I am two years older than my husband. He loves this because right now I’m thirty, and he is still in his twenties. I love it because I can play the “older and wiser” card. Whenever we get into a minor spat, like our recent Tom Brady vs. Peyton Manning conversation, I pull the “respect your elders” card on him. It never works. All kidding aside, there is a problem with people respecting the older generation in this country.
My parents raised me to have respect for adults, especially older people. That doesn’t mean I had to take BS from people just because they were adults (in fact, I didn’t), but I dealt with adults properly. I am concerned that we as a society no longer care for or about our elderly. My parents, who are in their mid-sixties (they don’t look that old, and I’m not just saying that), have been affected by ageism. They often get seated in the back of a restaurant or don’t get help in a store. Ever a firecracker, my mom says this is really stupid because she and my dad have more money than the people my age they cater to. As we can see in the media, the world really caters to people between the ages of 18-45.
Asian and Latin cultures really have it right when it comes to caring for their elderly. There, older people are respected and a central part of society. They are even celebrated! Their families care for them and only place them in a nursing home when there is no other option. I would have to imagine that this is beneficial to the older adult for several reasons. First, I would have to imagine that the person is happier, and I would bet it slows down the aging process in many cases. Also, the person is included in family life and forced to have social interactions, thus keeping his or her mind sharp. Although I’m not a doctor, I would have to imagine that the person would have a greater will to live knowing that he or she is cared for and remembered.
In the USA, it’s like old-timers have become invisible, even the ones not in nursing homes. Sure, they aren’t technologically savvy and that can be frustrating at times, but they have a lot of wisdom and insight from seventy, eighty, ninety years of living. While their “way” of doing things may seem archaic to you, it has worked for them for years, so best to just let them be. Give them some dignity. Regardless, they deserve our respect.

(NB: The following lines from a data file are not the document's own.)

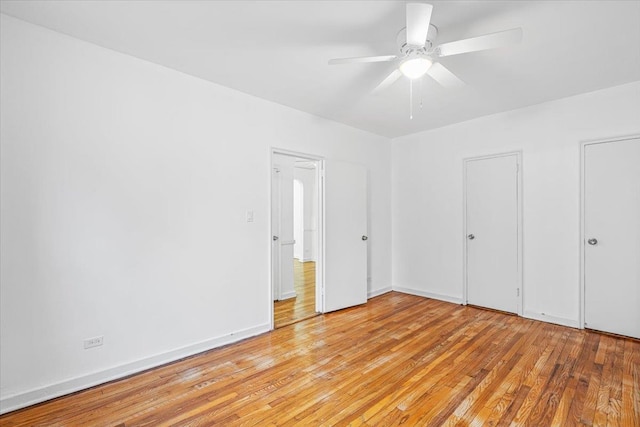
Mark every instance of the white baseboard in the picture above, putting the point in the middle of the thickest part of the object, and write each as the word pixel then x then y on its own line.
pixel 431 295
pixel 551 319
pixel 287 295
pixel 377 292
pixel 41 394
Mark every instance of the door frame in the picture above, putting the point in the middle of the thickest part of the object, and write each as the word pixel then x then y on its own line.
pixel 519 196
pixel 319 160
pixel 583 146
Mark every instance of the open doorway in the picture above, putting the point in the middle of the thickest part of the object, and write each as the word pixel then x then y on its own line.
pixel 296 237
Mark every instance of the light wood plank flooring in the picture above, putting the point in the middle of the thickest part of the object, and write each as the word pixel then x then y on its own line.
pixel 303 305
pixel 399 359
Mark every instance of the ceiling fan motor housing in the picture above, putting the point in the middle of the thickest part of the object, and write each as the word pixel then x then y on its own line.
pixel 405 49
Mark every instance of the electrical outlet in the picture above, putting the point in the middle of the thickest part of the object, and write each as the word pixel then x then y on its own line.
pixel 93 342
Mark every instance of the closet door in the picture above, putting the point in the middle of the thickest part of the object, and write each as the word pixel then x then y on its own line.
pixel 612 236
pixel 492 240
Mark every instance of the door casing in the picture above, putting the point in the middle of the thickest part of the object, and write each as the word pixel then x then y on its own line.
pixel 319 160
pixel 518 154
pixel 583 146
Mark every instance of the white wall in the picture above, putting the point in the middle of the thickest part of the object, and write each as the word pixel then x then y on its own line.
pixel 124 189
pixel 298 219
pixel 427 195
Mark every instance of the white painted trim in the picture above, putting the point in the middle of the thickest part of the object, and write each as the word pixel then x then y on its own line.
pixel 287 295
pixel 581 289
pixel 520 197
pixel 378 292
pixel 51 391
pixel 572 323
pixel 319 160
pixel 446 298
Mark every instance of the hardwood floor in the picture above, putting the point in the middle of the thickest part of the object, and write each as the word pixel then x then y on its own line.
pixel 303 305
pixel 399 359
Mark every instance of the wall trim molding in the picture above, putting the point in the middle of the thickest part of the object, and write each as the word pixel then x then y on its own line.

The next time you are out and you see a golden-ager all alone, smile at them. Maybe even say hi. Let them know they have not been forgotten. If you ever find yourself getting irritated with an older person, whether it’s a relative, co-worker, driver, stranger, ask yourself, “would I want someone to treat my mother or father this way?” I would bet the answer would be “no.” Believe it or not, one day you will be old, too, if you are lucky. And I hope that you get to live your golden years with love, dignity and respect.